For the 2011-2012 school year I taught 5th – 8th Social Studies, 5th – 8th Enhanced Learning Lab (elective), 9th – 12th Career Tech (elective), and assistant coach athletics for after-school activities. In late summer my charter school informed me that for the coming 2012-2013 school year, I would have to teach 4th – 8th grade Science and Social Studies of which all periods would have 2 or 3 grade levels of the subject in the same classroom. For you readers who are not teachers or familiar with Texas state curriculum and standards, every single grade level in science is a different development module with some crossovers. In Social Studies, 4th graders cover basic Texas history, 5th graders cover basic American history, 6th graders cover basic World history, 7th graders cover more-advanced Texas history, and 8th graders cover more-advanced American history. The only crossover I would be afforded to ease the 35%-40% workload increase would’ve been 4th and 7th, and 6th – 8th. And as a reminder, almost half of each class are Special Needs wards-of-the-state students. Myself and other teachers had no aids because there was no money to pay for them, and that would be the case again for the upcoming bigger classes for the upcoming year.

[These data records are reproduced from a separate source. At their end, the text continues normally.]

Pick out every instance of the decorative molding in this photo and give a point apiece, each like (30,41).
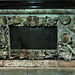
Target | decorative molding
(31,18)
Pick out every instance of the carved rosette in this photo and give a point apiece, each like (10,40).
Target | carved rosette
(66,38)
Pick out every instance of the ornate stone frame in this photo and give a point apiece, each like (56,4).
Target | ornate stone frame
(62,18)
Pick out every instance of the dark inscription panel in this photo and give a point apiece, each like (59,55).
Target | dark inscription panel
(33,38)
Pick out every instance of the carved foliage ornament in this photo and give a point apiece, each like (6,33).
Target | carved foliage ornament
(66,41)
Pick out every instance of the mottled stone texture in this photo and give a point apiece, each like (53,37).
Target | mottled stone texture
(37,72)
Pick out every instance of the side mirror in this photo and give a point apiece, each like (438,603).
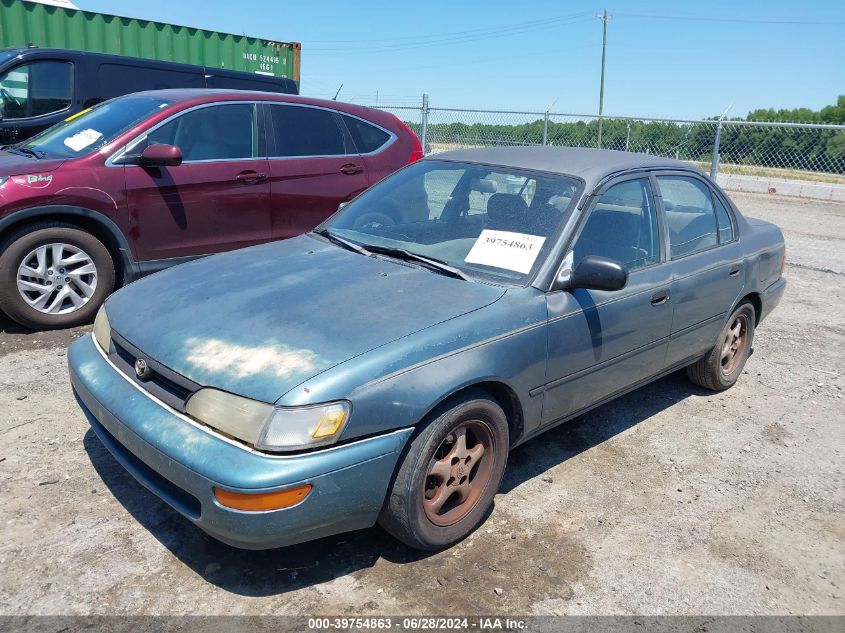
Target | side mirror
(161,155)
(597,273)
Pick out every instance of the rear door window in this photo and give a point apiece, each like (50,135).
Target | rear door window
(622,226)
(219,132)
(36,89)
(723,218)
(300,131)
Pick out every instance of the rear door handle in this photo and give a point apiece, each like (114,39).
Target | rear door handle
(660,297)
(250,177)
(350,169)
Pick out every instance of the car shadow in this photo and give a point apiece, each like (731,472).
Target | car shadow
(272,572)
(7,326)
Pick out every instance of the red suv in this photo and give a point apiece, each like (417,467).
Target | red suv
(155,178)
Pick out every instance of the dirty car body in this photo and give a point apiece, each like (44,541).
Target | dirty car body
(461,273)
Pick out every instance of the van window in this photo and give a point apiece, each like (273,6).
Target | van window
(89,130)
(121,79)
(246,82)
(36,89)
(301,131)
(220,132)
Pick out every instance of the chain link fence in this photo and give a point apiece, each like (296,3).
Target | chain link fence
(801,159)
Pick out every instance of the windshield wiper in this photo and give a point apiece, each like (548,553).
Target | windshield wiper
(435,264)
(27,151)
(352,246)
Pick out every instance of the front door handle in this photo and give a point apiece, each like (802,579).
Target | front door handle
(660,297)
(350,169)
(250,177)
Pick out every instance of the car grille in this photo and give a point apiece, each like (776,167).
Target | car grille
(162,382)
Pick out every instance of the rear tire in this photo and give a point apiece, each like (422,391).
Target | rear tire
(450,474)
(722,366)
(54,275)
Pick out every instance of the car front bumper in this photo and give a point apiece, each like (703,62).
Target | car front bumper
(182,462)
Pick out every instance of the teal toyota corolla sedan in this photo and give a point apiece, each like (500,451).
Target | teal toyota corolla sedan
(380,368)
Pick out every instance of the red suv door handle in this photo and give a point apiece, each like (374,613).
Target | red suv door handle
(250,177)
(350,169)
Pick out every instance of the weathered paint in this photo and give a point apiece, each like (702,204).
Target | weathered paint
(349,482)
(306,321)
(231,317)
(24,23)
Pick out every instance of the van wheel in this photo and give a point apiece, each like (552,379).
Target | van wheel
(54,276)
(722,366)
(449,476)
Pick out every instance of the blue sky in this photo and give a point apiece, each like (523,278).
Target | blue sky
(526,55)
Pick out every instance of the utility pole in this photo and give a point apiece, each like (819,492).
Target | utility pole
(604,17)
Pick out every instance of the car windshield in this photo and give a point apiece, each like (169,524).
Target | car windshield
(495,223)
(86,131)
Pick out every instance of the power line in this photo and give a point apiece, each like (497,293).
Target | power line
(510,31)
(468,32)
(707,18)
(605,18)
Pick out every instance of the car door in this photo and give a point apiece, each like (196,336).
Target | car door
(216,200)
(602,342)
(706,260)
(313,166)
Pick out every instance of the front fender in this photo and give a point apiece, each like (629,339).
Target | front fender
(59,211)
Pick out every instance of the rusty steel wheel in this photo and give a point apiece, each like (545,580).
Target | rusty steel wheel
(458,473)
(734,343)
(723,364)
(449,474)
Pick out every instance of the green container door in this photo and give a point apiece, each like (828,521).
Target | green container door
(23,23)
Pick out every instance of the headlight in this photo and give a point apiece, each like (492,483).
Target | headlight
(102,329)
(291,428)
(267,427)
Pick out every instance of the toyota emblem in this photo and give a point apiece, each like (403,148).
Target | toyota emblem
(142,370)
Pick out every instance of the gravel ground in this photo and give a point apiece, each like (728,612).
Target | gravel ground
(670,500)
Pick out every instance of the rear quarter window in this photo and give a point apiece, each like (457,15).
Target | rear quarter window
(368,138)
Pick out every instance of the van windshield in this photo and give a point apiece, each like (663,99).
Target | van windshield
(87,131)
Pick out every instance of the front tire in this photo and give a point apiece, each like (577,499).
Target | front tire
(54,276)
(449,476)
(722,366)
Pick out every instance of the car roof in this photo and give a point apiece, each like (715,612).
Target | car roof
(198,96)
(589,164)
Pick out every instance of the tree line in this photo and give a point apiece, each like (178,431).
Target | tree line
(780,147)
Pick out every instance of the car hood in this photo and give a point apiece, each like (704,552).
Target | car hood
(16,165)
(259,321)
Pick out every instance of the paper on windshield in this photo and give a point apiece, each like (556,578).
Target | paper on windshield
(503,249)
(83,139)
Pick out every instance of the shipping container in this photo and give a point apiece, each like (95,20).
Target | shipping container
(24,23)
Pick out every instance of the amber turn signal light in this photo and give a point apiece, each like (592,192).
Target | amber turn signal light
(262,501)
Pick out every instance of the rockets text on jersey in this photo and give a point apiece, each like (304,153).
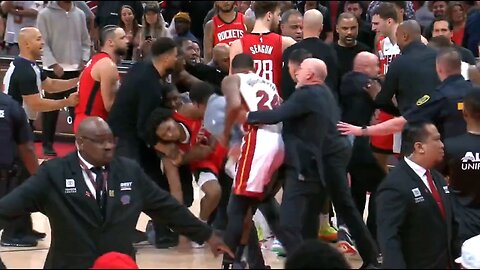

As most people are aware, our public education systems have gone through needed reform. Some of it has been successful and improved. However, there is obviously much more work to be done and equalities protected! More importantly, radical state and federal funding cuts only exacerbate the problems and worse put at great risk our country’s future leaders and skilled educated collaborating future government officials and citizens. Public education is not and never has been “secular brainwashing or compromise.” Those speculations are left to individual homes and parents, not public schools. Public education is and has been primarily for those children and adolescents who come from not-so-advantaged homes, even severely impoverished, to have a decent chance of becoming a productive future citizen and not an expensive public liability in prisons, mental institutions, or rehab clinics; all of which require MORE taxpayer dollars in the long run. Yes, a headache can be cured by decapitation (i.e. conservative-pushed cuts), but is it productive change? Is it “economic/fiscal responsibility” on all levels? No.
I resigned in August 2012. Today, I am still unemployed as a certified General and Special Ed teacher. I spend an average of 12-18 hours a day seeking and completing long extensive applications for teaching positions in districts that haven’t been so severely hit by funding cuts. Meanwhile, each month I receive a cold, unconcerned collection statement from the Attorney General’s Office showing in bold type my higher rising balance plus interest. Like a home mortgage or auto loan, this monthly defaulting is reported to all credit bureaus. Should my arrears reach $10,000 my case will go into the Enforcement Stage and a warrant for my arrest will be issued. DeAnna Shields, a Killeen, Texas web-radio talk show host, student of mental health studies, parent, and U.S. Army Widow volunteer, writes a telling article about Texas Child Support laws from Greg Abbott’s office on CNN’s iReport. Read it here.
Wendy Davis, clearly I am and have felt the detrimental effects of a plunging credit score and unemployment. I wonder how jail time would affect my job search. Thank you so much for asking about my story Wendy! A little digging, a little personal human interaction, a little effort to understand the long-term effect of lawmaking goes a very long way. I really hope next year I will be addressing you as Governor Davis!